Some implementations also add an identity loss to reduce unnecessary color shifts:

\mathcal{L}_{\text{id}}(G,F) = \mathbb{E}_{y \sim p_Y}[\|G(y) - y\|_1] + \mathbb{E}_{x \sim p_X}[\|F(x) - x\|_1]

Output from CycleGAN: directory

Real Photo: $x$ (input, real)
Photo → Monet: $G(x)$ (generated translation you care about)
Reconstructed Photo: $F(G(x))$ (generated for training/validation of content preservation)

Why is CycleGAN much better than DCGAN here?
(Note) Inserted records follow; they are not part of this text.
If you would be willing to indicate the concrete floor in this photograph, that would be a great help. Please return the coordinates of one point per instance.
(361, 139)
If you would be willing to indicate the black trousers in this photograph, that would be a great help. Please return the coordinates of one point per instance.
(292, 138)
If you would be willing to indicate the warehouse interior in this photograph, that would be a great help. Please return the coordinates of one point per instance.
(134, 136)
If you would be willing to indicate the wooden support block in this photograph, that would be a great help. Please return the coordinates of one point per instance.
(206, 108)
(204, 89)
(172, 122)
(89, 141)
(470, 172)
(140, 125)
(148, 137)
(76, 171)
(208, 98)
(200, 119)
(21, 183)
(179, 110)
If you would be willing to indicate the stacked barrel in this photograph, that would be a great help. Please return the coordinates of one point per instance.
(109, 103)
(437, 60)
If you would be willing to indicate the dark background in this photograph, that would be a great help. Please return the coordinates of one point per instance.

CycleGAN is better for this competition because it enforces both:

Style realism via adversarial losses (outputs look like Monet paintings)
Content preservation via cycle consistency (the scene stays recognizable)

So instead of producing generic Monet-like images, it produces Monet-styled versions of your photos.

Why are GANs not as relevant in industry anymore?

GANs still show up in some production systems, but they are no longer the default choice for many image generation problems. A few reasons:

Diffusion models dominate modern image generation
Diffusion models are generally more stable to train, scale well, and produce high-quality results across many tasks (generation, editing, inpainting).
Stability and reproducibility
GANs can be sensitive to hyperparameters and training balance, with failure modes like mode collapse. Many industry teams prefer methods that are easier to train and debug.
Better control and conditioning elsewhere
Modern workflows often require controllable generation (text prompts, editing constraints, guidance). Diffusion + guidance techniques provide strong control knobs.
Ecosystem momentum
Tooling, pretrained models, and research attention have largely shifted toward diffusion and transformer-based approaches.

GANs still matter historically (and conceptually), and adversarial losses are still used in some pipelines, but for “state-of-the-art generative imaging” the center of gravity has moved.

Closing thoughts

This competition is a great example of matching the model to the data:

With unpaired domains, CycleGAN is a natural fit because it learns a mapping and enforces content preservation.
DCGAN can learn “Monet-ness”, but it is not designed to translate a specific photo, which often shows up as blurry or incoherent outputs in this task.